A proposta central do parecer de Jardim é a criação de um comitê ou conselho. Este órgão, vinculado ao Conselho Nacional de Política Mineral, será responsável por definir, via resolução, quais minerais são considerados críticos e estratégicos para o Brasil. O Conselho Nacional de Política Mineral é um órgão consultivo presidencial para políticas do setor mineral.
O projeto também propõe incentivos para o aproveitamento de minerais críticos nacionais, incluindo a aceleração de licenciamentos, benefícios fiscais e linhas de crédito especiais. O Regime Especial de Incentivos ao Desenvolvimento da Infraestrutura (Reidi) poderá ser aplicado para fomentar a pesquisa, lavra e transformação sustentável desses minerais.
Arnaldo Jardim ressaltou que a Política Nacional de Minerais Críticos e Estratégicos deve permitir ao Brasil capitalizar suas vastas reservas para desenvolver uma cadeia industrial interna e produzir bens com maior valor agregado.
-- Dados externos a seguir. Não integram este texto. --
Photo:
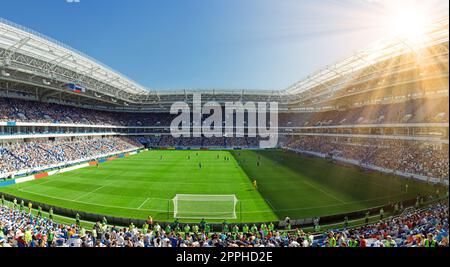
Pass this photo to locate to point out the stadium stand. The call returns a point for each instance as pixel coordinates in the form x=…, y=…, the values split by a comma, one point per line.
x=377, y=109
x=405, y=156
x=427, y=227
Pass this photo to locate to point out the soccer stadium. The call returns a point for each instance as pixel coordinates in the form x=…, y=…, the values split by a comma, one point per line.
x=88, y=156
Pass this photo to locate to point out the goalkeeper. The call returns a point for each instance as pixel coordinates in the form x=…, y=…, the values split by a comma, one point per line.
x=255, y=184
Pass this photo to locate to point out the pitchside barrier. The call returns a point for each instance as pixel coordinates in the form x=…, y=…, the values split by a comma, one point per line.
x=118, y=221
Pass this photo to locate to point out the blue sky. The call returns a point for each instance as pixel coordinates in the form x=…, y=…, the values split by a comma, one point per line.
x=223, y=44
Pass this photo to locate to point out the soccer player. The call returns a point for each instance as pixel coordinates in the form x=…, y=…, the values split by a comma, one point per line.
x=202, y=224
x=187, y=229
x=245, y=229
x=39, y=211
x=195, y=229
x=255, y=184
x=225, y=228
x=145, y=228
x=77, y=219
x=150, y=221
x=30, y=206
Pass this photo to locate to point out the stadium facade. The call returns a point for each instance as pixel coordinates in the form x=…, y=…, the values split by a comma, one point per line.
x=353, y=98
x=393, y=94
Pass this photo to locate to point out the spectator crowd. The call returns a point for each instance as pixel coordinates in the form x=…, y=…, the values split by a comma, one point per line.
x=420, y=228
x=405, y=156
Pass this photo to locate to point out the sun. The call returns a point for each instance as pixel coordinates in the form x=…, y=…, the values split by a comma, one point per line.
x=407, y=21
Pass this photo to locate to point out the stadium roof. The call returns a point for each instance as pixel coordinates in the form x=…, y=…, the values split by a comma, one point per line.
x=435, y=33
x=62, y=63
x=15, y=38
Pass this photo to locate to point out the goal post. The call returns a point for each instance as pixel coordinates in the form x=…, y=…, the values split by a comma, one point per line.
x=187, y=206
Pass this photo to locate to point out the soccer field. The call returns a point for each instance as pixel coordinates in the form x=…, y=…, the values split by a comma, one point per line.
x=288, y=185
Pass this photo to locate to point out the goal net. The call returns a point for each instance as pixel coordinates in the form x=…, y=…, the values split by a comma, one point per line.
x=205, y=206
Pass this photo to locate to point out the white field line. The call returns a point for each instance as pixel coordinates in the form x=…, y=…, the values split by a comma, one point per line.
x=90, y=192
x=270, y=204
x=247, y=212
x=87, y=203
x=145, y=201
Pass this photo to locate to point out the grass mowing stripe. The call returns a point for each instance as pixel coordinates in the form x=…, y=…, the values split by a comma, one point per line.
x=296, y=186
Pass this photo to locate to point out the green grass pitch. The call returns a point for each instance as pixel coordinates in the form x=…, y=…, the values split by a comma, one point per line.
x=288, y=185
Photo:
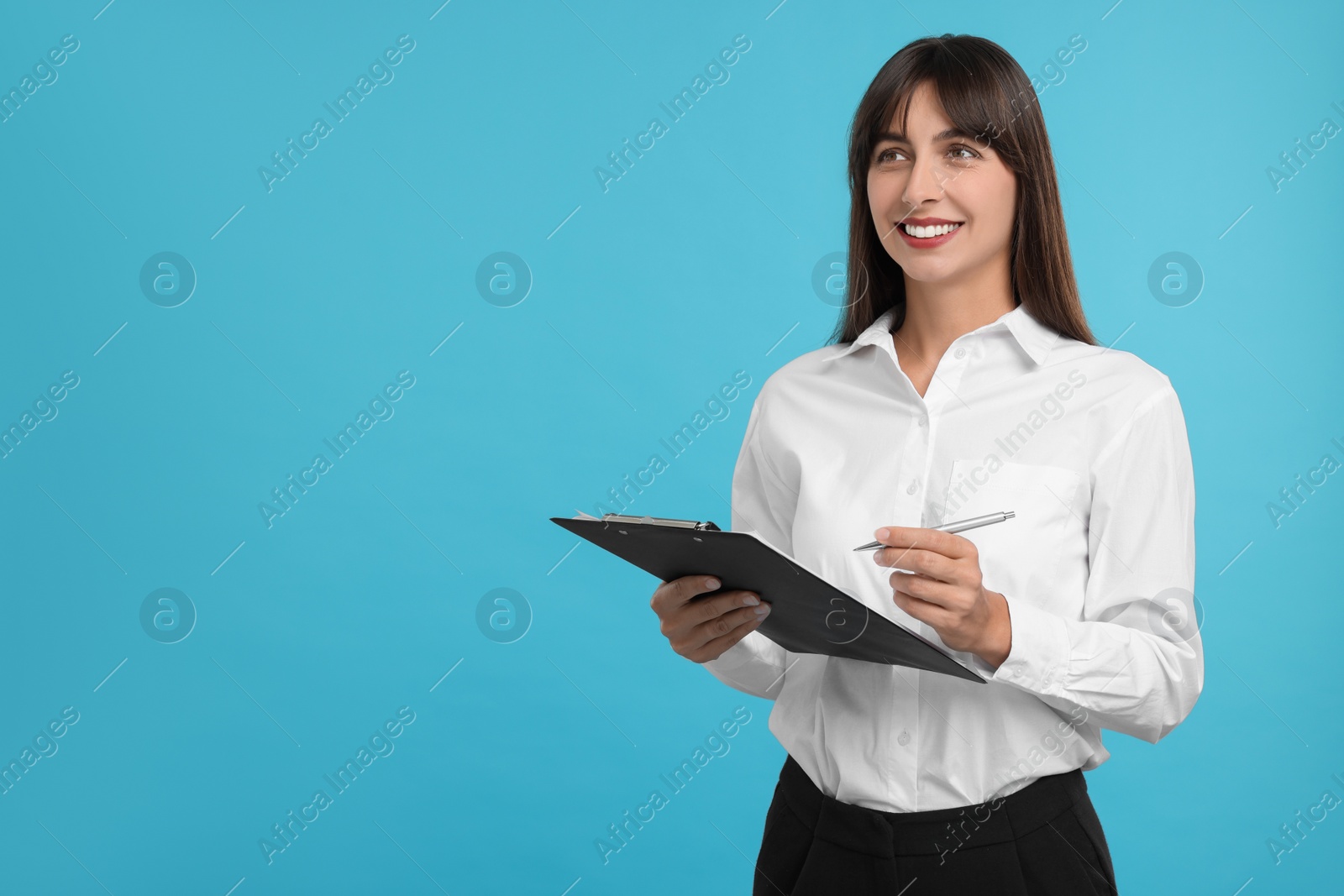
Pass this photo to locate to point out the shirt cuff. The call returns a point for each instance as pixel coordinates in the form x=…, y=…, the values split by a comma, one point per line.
x=1039, y=656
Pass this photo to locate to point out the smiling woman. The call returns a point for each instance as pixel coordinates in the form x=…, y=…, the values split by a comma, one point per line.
x=961, y=336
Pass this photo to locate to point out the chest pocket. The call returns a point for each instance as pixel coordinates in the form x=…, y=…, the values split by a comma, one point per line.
x=1019, y=555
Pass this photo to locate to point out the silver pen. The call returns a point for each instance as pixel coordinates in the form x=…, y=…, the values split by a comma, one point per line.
x=960, y=526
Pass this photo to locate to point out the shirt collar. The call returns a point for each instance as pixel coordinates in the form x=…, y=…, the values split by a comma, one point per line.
x=1035, y=338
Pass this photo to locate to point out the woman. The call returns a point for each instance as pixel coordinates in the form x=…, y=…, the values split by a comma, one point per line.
x=963, y=380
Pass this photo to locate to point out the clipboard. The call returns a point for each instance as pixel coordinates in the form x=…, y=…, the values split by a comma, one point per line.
x=806, y=613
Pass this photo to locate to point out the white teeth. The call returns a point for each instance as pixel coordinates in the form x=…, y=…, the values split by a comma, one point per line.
x=925, y=233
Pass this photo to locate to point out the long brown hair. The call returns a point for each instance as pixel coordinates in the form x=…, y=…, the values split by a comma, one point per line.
x=984, y=92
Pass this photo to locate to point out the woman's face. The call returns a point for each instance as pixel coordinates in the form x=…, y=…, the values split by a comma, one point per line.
x=929, y=176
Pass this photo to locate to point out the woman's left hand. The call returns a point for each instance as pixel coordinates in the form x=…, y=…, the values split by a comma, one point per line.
x=944, y=590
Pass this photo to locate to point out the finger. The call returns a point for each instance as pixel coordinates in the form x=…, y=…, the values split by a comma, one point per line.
x=922, y=610
x=674, y=594
x=718, y=647
x=680, y=622
x=945, y=543
x=921, y=589
x=722, y=625
x=929, y=563
x=712, y=607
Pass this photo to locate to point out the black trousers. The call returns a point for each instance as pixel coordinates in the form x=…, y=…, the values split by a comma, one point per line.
x=1043, y=840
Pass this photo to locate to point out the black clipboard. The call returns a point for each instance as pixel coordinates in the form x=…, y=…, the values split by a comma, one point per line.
x=806, y=613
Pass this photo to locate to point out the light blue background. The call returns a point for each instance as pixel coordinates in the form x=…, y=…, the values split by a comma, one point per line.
x=696, y=265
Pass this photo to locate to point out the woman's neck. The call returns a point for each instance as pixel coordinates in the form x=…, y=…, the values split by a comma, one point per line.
x=937, y=313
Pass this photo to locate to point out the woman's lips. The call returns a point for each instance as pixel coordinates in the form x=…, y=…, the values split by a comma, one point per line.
x=927, y=242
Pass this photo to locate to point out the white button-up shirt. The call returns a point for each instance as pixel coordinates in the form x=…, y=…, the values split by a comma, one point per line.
x=1088, y=448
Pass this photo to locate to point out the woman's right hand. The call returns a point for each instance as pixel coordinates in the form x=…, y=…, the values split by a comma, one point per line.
x=703, y=629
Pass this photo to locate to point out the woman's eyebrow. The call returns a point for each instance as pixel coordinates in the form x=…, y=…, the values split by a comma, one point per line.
x=938, y=137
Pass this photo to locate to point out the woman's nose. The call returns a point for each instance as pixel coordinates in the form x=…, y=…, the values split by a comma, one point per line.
x=924, y=184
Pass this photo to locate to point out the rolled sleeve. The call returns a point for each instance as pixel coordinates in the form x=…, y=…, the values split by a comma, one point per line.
x=1135, y=660
x=764, y=504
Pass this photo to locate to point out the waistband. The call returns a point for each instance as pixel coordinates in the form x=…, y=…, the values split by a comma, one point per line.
x=929, y=833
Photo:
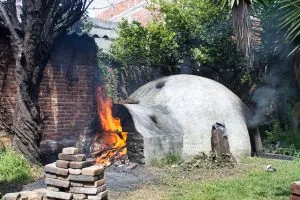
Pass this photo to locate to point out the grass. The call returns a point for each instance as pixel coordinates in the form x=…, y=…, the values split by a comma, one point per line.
x=247, y=181
x=15, y=168
x=254, y=184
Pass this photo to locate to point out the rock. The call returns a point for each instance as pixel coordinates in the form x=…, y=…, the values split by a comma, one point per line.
x=52, y=188
x=95, y=184
x=67, y=157
x=59, y=195
x=80, y=165
x=79, y=196
x=76, y=184
x=56, y=182
x=70, y=150
x=31, y=195
x=48, y=175
x=131, y=166
x=269, y=168
x=51, y=168
x=100, y=196
x=65, y=178
x=84, y=190
x=85, y=178
x=93, y=170
x=62, y=164
x=11, y=196
x=74, y=171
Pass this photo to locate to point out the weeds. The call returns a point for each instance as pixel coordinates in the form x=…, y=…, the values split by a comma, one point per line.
x=15, y=168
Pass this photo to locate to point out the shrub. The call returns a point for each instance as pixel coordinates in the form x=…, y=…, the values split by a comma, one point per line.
x=14, y=167
x=168, y=159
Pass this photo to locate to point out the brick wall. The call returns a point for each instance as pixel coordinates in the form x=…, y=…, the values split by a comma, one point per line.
x=66, y=93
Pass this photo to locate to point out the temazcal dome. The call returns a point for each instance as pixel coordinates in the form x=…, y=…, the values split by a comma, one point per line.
x=186, y=107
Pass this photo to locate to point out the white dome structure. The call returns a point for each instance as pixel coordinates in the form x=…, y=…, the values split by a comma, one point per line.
x=185, y=107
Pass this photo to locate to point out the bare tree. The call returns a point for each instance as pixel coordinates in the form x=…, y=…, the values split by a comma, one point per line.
x=33, y=28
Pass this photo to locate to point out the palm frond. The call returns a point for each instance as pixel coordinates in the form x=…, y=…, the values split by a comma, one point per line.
x=290, y=22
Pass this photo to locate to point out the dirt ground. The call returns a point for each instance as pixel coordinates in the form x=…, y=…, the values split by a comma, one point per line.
x=159, y=181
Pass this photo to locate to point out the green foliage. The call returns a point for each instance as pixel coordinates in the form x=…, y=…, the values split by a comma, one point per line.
x=289, y=139
x=289, y=15
x=191, y=32
x=14, y=167
x=209, y=161
x=253, y=183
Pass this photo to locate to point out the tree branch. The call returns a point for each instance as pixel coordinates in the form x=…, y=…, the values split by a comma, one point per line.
x=9, y=25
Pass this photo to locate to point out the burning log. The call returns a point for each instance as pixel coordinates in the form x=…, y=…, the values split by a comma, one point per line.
x=111, y=143
x=99, y=153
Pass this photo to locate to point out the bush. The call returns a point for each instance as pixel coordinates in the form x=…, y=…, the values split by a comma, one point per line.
x=168, y=159
x=14, y=167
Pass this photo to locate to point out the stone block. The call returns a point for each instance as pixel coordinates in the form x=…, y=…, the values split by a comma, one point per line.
x=80, y=165
x=65, y=178
x=57, y=182
x=12, y=196
x=101, y=196
x=93, y=170
x=62, y=164
x=74, y=171
x=79, y=196
x=295, y=188
x=31, y=195
x=85, y=178
x=70, y=150
x=48, y=175
x=67, y=157
x=59, y=195
x=52, y=188
x=51, y=168
x=76, y=184
x=40, y=190
x=294, y=197
x=95, y=184
x=84, y=190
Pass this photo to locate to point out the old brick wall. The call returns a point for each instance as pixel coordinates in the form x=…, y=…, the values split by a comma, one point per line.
x=66, y=93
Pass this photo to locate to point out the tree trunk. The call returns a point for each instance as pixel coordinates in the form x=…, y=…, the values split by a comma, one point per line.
x=27, y=120
x=242, y=30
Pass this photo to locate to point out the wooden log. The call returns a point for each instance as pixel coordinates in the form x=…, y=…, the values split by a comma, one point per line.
x=219, y=143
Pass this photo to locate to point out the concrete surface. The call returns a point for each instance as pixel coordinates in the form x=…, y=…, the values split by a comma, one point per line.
x=186, y=107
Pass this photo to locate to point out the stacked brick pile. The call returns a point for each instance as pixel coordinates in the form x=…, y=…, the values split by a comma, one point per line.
x=295, y=188
x=74, y=177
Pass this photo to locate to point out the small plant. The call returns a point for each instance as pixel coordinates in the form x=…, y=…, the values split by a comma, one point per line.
x=209, y=161
x=168, y=159
x=15, y=168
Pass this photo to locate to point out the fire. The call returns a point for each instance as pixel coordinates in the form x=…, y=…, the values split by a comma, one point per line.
x=112, y=139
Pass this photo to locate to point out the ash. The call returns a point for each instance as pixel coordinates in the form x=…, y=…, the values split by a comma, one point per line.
x=129, y=176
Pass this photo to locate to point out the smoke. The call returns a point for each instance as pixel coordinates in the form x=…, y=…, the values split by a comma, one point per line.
x=265, y=98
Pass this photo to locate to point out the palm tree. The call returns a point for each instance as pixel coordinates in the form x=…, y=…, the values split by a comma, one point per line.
x=241, y=27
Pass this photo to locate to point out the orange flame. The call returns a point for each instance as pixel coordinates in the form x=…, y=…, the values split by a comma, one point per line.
x=113, y=139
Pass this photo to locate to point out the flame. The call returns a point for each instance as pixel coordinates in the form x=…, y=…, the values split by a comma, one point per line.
x=112, y=139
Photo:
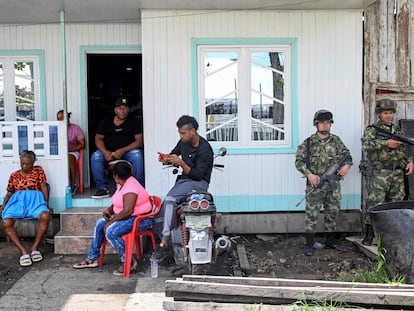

Ele enfatizou a importância de o país evoluir de um mero fornecedor de matéria-prima para um protagonista na geração de valor e tecnologia.
O Brasil possui a segunda maior reserva mundial de terras raras, com cerca de 21 milhões de toneladas, atrás apenas da China. No entanto, apenas 25% do território nacional foi mapeado, indicando um potencial geológico ainda pouco explorado. Jardim argumenta que o país precisa de uma política nacional que reconheça a importância estratégica desses recursos.
O deputado, que também relatou a proposta na Comissão de Desenvolvimento Econômico (CDE), reiterou que o setor de minerais estratégicos pode posicionar o Brasil no centro da nova economia global. O objetivo é agregar valor internamente, gerar empregos qualificados e converter recursos naturais em desenvolvimento.
O projeto original foi apresentado pelo deputado Zé Silva (Solidariedade-MG). O regime de urgência para a análise da proposta foi aprovado pelo plenário em setembro de 2025, e Arnaldo Jardim foi designado relator final.
Entendendo os Conceitos
Minerais estratégicos, minerais críticos e terras raras ganham destaque global, especialmente pela sua importância na transição energética. Embora frequentemente usados como sinônimos, possuem definições distintas na geopolítica e economia.
Segundo o Serviço Geológico do Brasil (SGB), minerais estratégicos são essenciais para o desenvolvimento econômico, sendo indispensáveis para produtos de alta tecnologia, defesa e transição energética.
Minerais críticos são aqueles cujo fornecimento apresenta riscos, como concentração geográfica da produção, dependência externa, instabilidade geopolítica, limitações tecnológicas ou dificuldade de substituição.
As terras raras (ETR) formam um grupo de 17 elementos químicos, incluindo lantânio, cério, neodímio e disprósio. São fundamentais para tecnologias de ponta, como turbinas eólicas, carros elétricos, baterias e sistemas de defesa.
A classificação de um mineral como estratégico ou crítico varia por país e pode mudar com o tempo, influenciada por avanços tecnológicos, descobertas geológicas, geopolítica e demanda. As terras raras, por sua vez, podem ser classificadas como críticas ou estratégicas dependendo do contexto específico.